I do that. On the guys portrait in particular (women's look awesome) we took a few poses, me showing him and getting approval with each one, which he and his female partners liked (viewing on the camera). I showed him the best of them via online gallery, but a few I left out. Personally his body posture overall the whole time was very unconfident and "slouchy" and my husband picked up on it big time the day of. The fact that he thinks he looks too stern is a bit odd to me. But in a few of the pic the way he stood my husb felt he looked unconfident and like he had to go to the bathroom. So I didn't put those up, but they are up now b/c he asked! I did delete a lot of them up front, but I save a few in case I need them for something.
So if you delete all the duplicates then you are showing them 1 proof of each pose correct?
I try to not use the term "pose" because the person could be standing (posing) the same way but I might compose the shot in various ways. Those various compositions are kept if I like them but I delete ALL identicals and technical flubs.
So yes, one proof of each "pose" if you define it as a composition rather than body posture. Everything else is deleted before I export them from Lightroom so I can rename the raw files sequentially.

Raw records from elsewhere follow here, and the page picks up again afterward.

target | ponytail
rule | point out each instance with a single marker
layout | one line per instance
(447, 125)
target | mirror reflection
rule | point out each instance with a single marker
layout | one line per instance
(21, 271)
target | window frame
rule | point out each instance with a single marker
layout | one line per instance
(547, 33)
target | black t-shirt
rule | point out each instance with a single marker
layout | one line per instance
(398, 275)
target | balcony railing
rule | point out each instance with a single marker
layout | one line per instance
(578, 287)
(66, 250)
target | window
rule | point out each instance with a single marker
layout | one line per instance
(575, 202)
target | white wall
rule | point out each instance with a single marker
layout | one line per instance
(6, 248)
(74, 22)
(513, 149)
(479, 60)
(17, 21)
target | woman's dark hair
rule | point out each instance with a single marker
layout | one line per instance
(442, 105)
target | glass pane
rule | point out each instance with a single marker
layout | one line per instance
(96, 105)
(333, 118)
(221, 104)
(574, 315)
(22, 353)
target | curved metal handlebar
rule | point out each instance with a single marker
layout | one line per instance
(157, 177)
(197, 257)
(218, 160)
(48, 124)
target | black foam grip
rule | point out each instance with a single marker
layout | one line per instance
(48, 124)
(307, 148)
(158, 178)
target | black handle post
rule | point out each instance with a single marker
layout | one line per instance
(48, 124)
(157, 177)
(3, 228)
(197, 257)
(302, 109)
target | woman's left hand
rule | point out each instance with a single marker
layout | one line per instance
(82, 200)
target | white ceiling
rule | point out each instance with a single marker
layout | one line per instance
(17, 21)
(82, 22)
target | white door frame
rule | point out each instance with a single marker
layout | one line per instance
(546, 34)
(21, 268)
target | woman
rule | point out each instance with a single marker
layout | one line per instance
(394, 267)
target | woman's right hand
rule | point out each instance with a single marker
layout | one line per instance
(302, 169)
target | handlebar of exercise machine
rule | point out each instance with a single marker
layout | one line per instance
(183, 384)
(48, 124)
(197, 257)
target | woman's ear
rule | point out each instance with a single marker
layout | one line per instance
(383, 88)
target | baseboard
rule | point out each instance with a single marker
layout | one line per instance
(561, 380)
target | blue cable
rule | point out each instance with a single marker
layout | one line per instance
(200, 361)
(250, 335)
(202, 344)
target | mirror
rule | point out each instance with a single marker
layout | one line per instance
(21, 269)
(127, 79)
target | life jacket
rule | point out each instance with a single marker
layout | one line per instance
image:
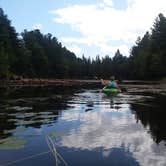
(112, 84)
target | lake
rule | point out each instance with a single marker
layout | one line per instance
(83, 127)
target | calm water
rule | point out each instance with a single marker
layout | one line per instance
(87, 127)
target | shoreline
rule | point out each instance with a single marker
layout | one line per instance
(48, 82)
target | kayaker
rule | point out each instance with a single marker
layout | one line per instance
(110, 84)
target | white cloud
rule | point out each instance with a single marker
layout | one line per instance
(75, 49)
(122, 131)
(101, 23)
(37, 26)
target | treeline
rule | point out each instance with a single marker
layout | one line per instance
(33, 54)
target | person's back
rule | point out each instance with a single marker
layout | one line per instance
(112, 84)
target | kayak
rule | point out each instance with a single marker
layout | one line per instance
(108, 90)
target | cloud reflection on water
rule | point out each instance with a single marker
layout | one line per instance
(110, 128)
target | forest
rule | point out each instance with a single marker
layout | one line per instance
(32, 54)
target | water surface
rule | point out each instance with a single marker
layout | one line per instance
(87, 127)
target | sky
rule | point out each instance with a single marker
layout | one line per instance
(89, 27)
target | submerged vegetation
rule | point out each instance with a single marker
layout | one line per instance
(33, 54)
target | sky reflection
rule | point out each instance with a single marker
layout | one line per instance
(109, 128)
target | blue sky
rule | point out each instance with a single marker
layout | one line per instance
(88, 27)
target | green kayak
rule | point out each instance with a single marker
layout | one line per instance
(108, 90)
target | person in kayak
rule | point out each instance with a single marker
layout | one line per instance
(110, 84)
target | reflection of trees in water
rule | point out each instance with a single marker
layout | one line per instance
(153, 118)
(29, 112)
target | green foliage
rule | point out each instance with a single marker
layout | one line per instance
(34, 54)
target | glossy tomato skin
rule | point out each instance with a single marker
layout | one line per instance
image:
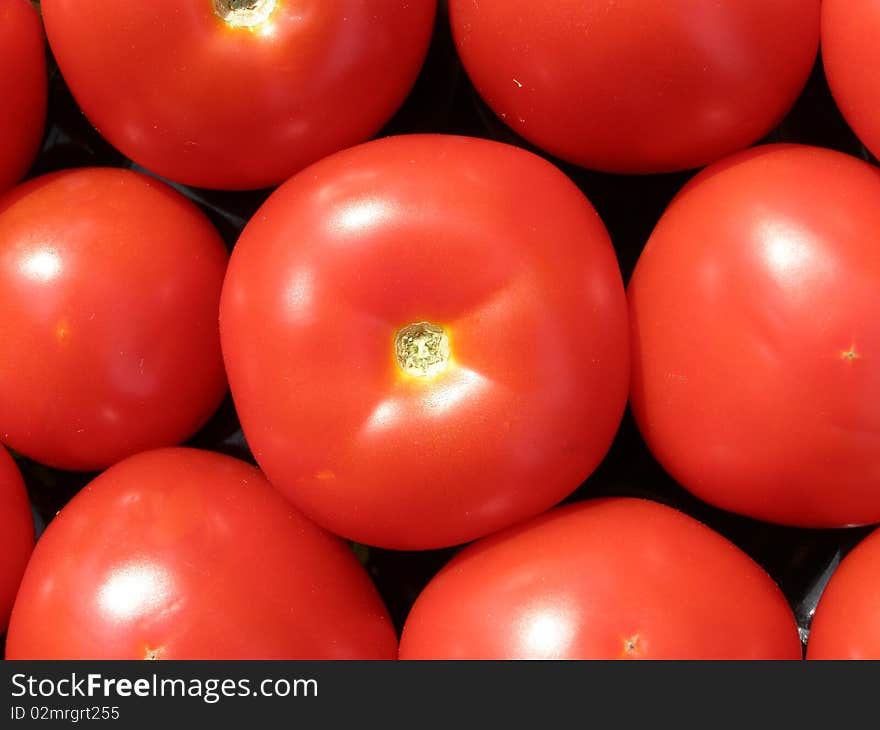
(846, 624)
(638, 86)
(485, 240)
(614, 578)
(851, 57)
(16, 533)
(189, 97)
(755, 335)
(23, 89)
(187, 554)
(109, 342)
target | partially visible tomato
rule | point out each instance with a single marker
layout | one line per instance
(425, 338)
(604, 579)
(23, 89)
(755, 334)
(638, 86)
(186, 554)
(230, 94)
(851, 56)
(846, 624)
(16, 533)
(109, 342)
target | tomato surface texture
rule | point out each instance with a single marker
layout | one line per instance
(16, 533)
(638, 86)
(846, 624)
(109, 342)
(755, 333)
(851, 56)
(187, 554)
(425, 338)
(232, 95)
(614, 578)
(22, 89)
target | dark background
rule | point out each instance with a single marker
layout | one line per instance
(443, 100)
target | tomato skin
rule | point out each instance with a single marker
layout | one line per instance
(638, 86)
(109, 287)
(16, 533)
(484, 239)
(187, 554)
(846, 624)
(260, 104)
(614, 578)
(851, 59)
(23, 89)
(755, 334)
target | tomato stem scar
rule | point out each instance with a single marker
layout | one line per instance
(244, 13)
(422, 349)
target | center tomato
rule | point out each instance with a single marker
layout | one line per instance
(425, 339)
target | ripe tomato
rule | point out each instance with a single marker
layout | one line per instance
(846, 624)
(425, 339)
(16, 533)
(755, 337)
(109, 344)
(187, 554)
(612, 578)
(638, 86)
(851, 56)
(23, 89)
(231, 94)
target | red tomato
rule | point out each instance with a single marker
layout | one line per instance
(230, 94)
(16, 533)
(109, 344)
(638, 86)
(604, 579)
(425, 339)
(755, 333)
(846, 624)
(23, 89)
(851, 56)
(186, 554)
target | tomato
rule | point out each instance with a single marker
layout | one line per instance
(23, 89)
(614, 578)
(755, 337)
(109, 343)
(638, 86)
(851, 58)
(16, 533)
(188, 554)
(231, 94)
(425, 338)
(846, 624)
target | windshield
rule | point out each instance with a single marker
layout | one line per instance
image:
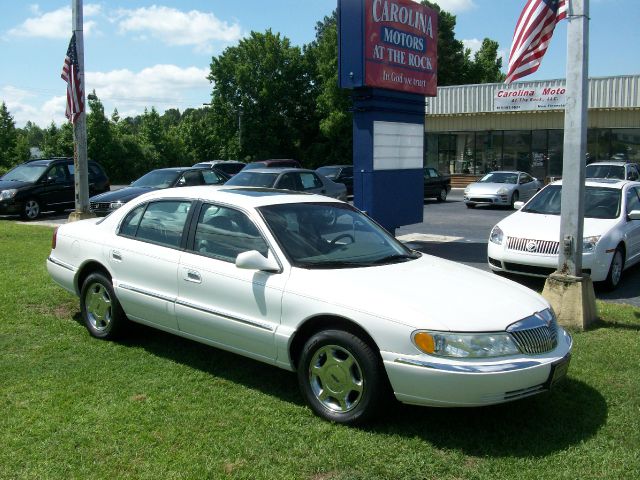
(500, 177)
(328, 171)
(605, 171)
(25, 173)
(157, 179)
(599, 202)
(253, 179)
(332, 235)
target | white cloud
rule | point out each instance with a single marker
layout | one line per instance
(54, 24)
(175, 27)
(472, 44)
(160, 86)
(454, 6)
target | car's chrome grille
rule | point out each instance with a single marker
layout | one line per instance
(544, 247)
(99, 205)
(537, 339)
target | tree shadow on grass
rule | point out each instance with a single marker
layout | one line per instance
(533, 427)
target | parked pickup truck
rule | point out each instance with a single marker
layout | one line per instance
(436, 185)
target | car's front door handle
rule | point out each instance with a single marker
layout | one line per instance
(192, 276)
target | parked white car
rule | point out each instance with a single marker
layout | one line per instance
(501, 188)
(313, 285)
(527, 241)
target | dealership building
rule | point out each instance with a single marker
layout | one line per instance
(473, 129)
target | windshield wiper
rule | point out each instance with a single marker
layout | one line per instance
(332, 264)
(393, 258)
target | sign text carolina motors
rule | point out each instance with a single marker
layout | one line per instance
(400, 46)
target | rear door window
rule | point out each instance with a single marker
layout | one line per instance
(161, 222)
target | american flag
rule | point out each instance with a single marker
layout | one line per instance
(532, 35)
(71, 75)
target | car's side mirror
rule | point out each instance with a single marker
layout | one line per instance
(254, 260)
(634, 215)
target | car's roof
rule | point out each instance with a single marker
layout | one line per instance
(250, 197)
(613, 163)
(277, 170)
(603, 182)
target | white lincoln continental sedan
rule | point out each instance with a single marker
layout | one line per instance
(311, 285)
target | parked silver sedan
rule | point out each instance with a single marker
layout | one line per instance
(298, 179)
(501, 188)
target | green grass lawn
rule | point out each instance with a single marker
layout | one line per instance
(158, 406)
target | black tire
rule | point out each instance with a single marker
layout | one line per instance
(615, 270)
(341, 377)
(31, 209)
(101, 312)
(514, 198)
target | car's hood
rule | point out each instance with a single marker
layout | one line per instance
(123, 195)
(429, 293)
(489, 187)
(536, 226)
(9, 184)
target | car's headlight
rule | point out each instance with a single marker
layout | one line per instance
(589, 243)
(465, 345)
(7, 194)
(496, 236)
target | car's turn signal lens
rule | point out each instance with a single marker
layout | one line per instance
(425, 342)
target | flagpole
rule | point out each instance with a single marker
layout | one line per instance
(81, 177)
(568, 289)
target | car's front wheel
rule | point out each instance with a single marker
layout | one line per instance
(31, 209)
(101, 312)
(615, 270)
(341, 377)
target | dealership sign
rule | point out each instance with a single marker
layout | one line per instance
(390, 44)
(529, 98)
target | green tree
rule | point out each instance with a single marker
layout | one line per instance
(260, 98)
(487, 65)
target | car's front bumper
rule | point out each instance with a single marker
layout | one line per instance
(431, 381)
(487, 199)
(502, 259)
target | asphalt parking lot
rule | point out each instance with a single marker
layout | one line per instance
(452, 231)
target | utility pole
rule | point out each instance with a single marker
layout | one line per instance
(570, 291)
(80, 163)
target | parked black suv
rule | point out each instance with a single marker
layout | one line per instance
(46, 184)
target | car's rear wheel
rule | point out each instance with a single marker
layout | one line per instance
(31, 209)
(340, 377)
(101, 312)
(615, 270)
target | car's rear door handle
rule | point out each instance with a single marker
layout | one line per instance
(192, 276)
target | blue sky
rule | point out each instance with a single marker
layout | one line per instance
(141, 53)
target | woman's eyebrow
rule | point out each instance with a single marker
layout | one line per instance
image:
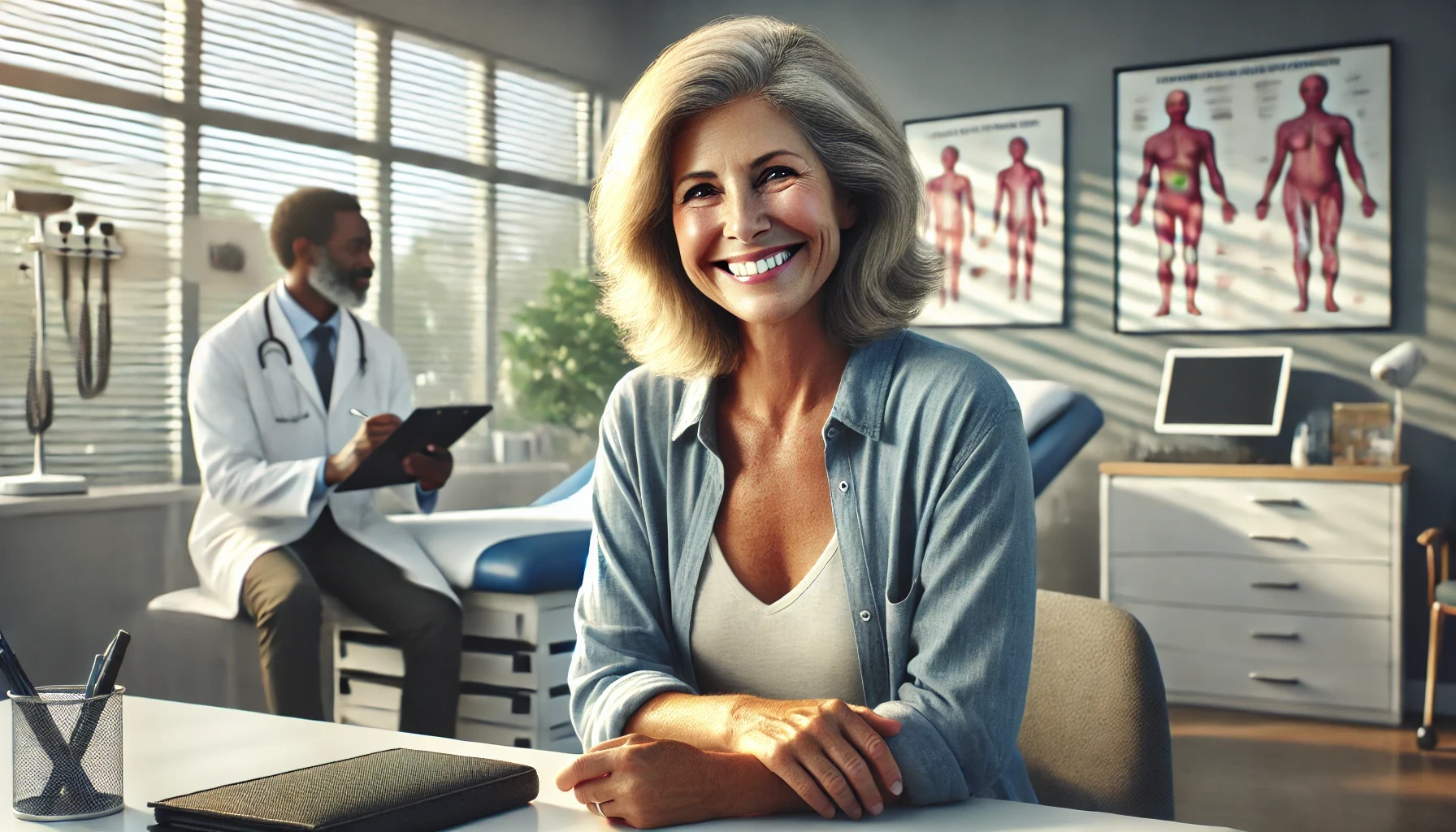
(772, 154)
(696, 176)
(756, 162)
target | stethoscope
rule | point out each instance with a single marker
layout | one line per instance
(273, 344)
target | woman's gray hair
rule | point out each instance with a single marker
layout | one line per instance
(884, 275)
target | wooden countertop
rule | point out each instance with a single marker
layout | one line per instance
(1386, 474)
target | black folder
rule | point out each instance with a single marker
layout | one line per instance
(398, 790)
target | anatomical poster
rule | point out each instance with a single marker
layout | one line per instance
(1254, 194)
(994, 191)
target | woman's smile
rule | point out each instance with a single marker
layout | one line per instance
(762, 266)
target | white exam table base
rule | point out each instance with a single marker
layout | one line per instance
(172, 748)
(531, 705)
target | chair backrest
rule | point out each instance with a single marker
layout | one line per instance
(1095, 729)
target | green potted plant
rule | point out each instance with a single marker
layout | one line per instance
(562, 359)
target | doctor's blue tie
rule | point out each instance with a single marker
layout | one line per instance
(322, 337)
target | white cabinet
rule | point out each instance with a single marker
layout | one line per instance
(1263, 586)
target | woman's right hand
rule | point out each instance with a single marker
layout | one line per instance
(827, 751)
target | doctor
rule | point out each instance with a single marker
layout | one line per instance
(270, 394)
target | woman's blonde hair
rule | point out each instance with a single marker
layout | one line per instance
(884, 271)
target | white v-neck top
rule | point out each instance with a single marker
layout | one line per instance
(798, 648)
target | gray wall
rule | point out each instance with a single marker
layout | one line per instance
(941, 58)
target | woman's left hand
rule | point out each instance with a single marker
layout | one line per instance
(645, 782)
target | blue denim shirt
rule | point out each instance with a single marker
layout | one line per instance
(930, 487)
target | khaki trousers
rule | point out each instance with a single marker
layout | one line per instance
(283, 592)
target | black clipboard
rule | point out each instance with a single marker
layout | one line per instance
(440, 426)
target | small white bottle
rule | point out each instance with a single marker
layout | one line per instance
(1299, 449)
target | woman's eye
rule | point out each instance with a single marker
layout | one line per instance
(772, 174)
(698, 191)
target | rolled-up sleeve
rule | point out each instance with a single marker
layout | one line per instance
(961, 703)
(623, 656)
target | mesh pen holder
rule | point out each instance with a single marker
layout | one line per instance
(66, 754)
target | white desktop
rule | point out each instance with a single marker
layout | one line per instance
(174, 748)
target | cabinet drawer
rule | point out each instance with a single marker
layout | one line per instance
(1191, 674)
(1267, 637)
(1276, 586)
(1264, 518)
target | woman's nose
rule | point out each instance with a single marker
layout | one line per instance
(746, 218)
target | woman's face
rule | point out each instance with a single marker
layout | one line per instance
(756, 218)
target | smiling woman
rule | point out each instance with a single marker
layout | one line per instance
(812, 578)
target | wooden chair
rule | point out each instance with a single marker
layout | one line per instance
(1441, 598)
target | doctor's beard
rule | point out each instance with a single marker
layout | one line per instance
(338, 286)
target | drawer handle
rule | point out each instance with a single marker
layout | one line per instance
(1276, 635)
(1274, 585)
(1259, 677)
(1286, 501)
(1273, 538)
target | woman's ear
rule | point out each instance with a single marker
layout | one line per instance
(845, 211)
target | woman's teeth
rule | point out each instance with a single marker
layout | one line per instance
(752, 267)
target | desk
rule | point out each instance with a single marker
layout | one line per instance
(174, 748)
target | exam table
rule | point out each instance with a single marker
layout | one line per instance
(544, 547)
(535, 554)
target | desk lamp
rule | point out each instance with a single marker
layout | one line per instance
(1398, 367)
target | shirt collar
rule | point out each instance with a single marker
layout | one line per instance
(860, 402)
(301, 318)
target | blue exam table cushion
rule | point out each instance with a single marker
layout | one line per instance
(544, 547)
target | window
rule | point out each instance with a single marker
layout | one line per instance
(472, 174)
(288, 62)
(128, 44)
(440, 288)
(540, 127)
(437, 101)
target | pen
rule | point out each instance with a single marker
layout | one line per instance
(95, 675)
(104, 674)
(14, 670)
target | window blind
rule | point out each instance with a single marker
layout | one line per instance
(240, 181)
(540, 126)
(437, 98)
(536, 232)
(132, 44)
(124, 167)
(440, 296)
(290, 62)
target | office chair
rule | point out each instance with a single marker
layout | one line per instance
(1095, 730)
(1441, 599)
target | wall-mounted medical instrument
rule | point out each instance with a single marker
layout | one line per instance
(92, 347)
(92, 369)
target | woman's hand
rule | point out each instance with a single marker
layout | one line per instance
(827, 751)
(645, 782)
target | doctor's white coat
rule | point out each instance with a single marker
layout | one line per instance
(258, 472)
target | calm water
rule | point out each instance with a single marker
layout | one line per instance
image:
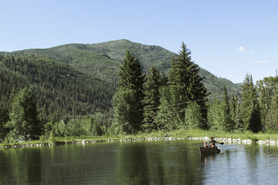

I have no problems deleting bad posture photos or anything simply not good, although if they look THAT bad I'll see it in my viewfinder and won't even take the photo. I also have no problems telling people they looked terrible in those shots. I have a rapport with my clients in which I'm saying these things during the shoot though too; "yeah that was lame let's do it again" and "more GQ, less pissed." So really I know what's bad immediately, stop, give them a little more instruction/explanation/detail to try again right then and there. The whole point is to make them look good.
My proof rate is about 90% of all photos taken unless we're going highly experimental (eg you don't get many keepers when they're doing a catwalk into a specific location due to lighting setups). The selection is then a matter of taste.